Apple (NASDAQ:AAPL) was awarded a patent on Tuesday that may have just upped the iPhone security ante — because who needs fingerprint recognition technology when you have facial recognition?
According to Apple Insider, the U.S. Patent and Trademark Office granted Apple U.S. Patent No. 8,600,120 for “Personal computing device control using face detection and recognition.” The patent uses facial recognition technology to allow a computing device like an iPhone, iPad, or Mac to promise a secure operating environment, and it comes at no inconvenience to users.
Apple already rolled out highly anticipated fingerprint technology with its newest iPhone 5S device, but the latest patent shows that the company may already be preparing for new products down the line.
The patent awarded to Apple on Tuesday is different from those it has been granted in the past. The document notes two different processes covered by the license: face detection and recognition. Apple Insider reports that detection involves locating faces within an image, while recognition matches those faces with a person or user — the latter follows the former.

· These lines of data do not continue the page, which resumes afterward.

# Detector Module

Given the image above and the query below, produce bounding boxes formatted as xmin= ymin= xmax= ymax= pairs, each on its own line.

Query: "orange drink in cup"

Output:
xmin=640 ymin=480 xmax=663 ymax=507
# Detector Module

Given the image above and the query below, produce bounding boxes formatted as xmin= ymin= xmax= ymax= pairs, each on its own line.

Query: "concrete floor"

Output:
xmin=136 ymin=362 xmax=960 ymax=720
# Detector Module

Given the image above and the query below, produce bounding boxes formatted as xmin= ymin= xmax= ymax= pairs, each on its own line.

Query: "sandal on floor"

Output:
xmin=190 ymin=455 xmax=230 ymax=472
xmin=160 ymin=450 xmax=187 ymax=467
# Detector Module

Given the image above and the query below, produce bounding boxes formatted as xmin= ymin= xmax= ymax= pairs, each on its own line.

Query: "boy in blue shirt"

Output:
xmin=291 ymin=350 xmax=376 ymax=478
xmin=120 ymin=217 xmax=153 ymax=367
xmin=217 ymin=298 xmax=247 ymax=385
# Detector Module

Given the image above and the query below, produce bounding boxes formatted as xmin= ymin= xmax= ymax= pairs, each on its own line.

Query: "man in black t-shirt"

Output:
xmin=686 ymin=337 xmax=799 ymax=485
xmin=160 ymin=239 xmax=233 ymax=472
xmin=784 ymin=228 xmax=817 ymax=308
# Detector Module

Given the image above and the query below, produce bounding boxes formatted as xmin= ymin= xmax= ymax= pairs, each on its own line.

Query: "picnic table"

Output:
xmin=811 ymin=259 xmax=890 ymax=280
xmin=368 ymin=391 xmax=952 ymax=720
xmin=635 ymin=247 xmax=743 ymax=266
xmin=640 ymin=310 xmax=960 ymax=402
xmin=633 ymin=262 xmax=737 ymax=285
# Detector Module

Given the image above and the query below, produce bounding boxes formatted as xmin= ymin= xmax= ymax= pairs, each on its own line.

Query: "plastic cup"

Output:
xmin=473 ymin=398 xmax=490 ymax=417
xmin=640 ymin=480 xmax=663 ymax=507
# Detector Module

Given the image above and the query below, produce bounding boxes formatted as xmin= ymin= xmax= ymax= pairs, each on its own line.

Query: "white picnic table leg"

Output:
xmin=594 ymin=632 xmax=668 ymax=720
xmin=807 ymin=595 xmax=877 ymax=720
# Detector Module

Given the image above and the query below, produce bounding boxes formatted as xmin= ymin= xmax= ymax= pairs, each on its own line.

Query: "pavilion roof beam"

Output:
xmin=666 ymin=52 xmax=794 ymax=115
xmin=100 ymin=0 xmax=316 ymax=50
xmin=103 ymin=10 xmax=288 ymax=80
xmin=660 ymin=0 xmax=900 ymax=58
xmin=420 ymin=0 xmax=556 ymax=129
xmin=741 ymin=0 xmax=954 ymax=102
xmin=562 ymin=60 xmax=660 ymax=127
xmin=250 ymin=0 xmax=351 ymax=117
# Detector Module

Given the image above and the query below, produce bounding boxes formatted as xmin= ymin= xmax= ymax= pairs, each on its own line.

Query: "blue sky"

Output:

Apple’s patent then covers three distinct systems, a face detection decision application, a face recognition application, and an input/output control application. Separately, these pieces are useless, but together, they can recognize whether a user is authorized to operate a given device and then act accordingly, either activating functions on the phone or tablet, or disabling them.
The patent sounds complicated but may actually be significantly useful in practice, considering a user’s face can easily be detected in a defined area. The technology allows the detection application to scan a defined area in which a user is expected to appear. It then identifies a face by taking into consideration a number of matching techniques, including relationships of facial features and facial structures, and then determines whether a user is authorized to operate the device.
Apple Insider uses an example of an incoming call on an iPhone. If the phone determines that the person looking at the device’s screen is not an authorized user, the iPhone’s screen remains off, and only a ringtone is provided. On the other hand, if the person is an authorized user, the usual incoming call information is displayed.
The technology can apparently identify facial features like skin tone, shape, and skin texture, and it can recognize a face by comparing face feature vector data. Apple Insider explains that this information can be gathered from an image output by an on-board camera with stored vector data, and the vectors can range from face shapes to distance between facial features.
The patent goes on to describe the unique algorithm that uses face pattern recognition to “learn” a user’s face, but it is still unclear how Apple intends to use this new high-end technology. Microsoft (NASDAQ:MSFT) has already employed facial recognition with its new Xbox One, as has Sony (NYSE:SNE) with its Playstation 4, but smartphone makers have yet to to dip into the market and launch a device that promises the facial recognition guarantee. Apple may be vying to be first.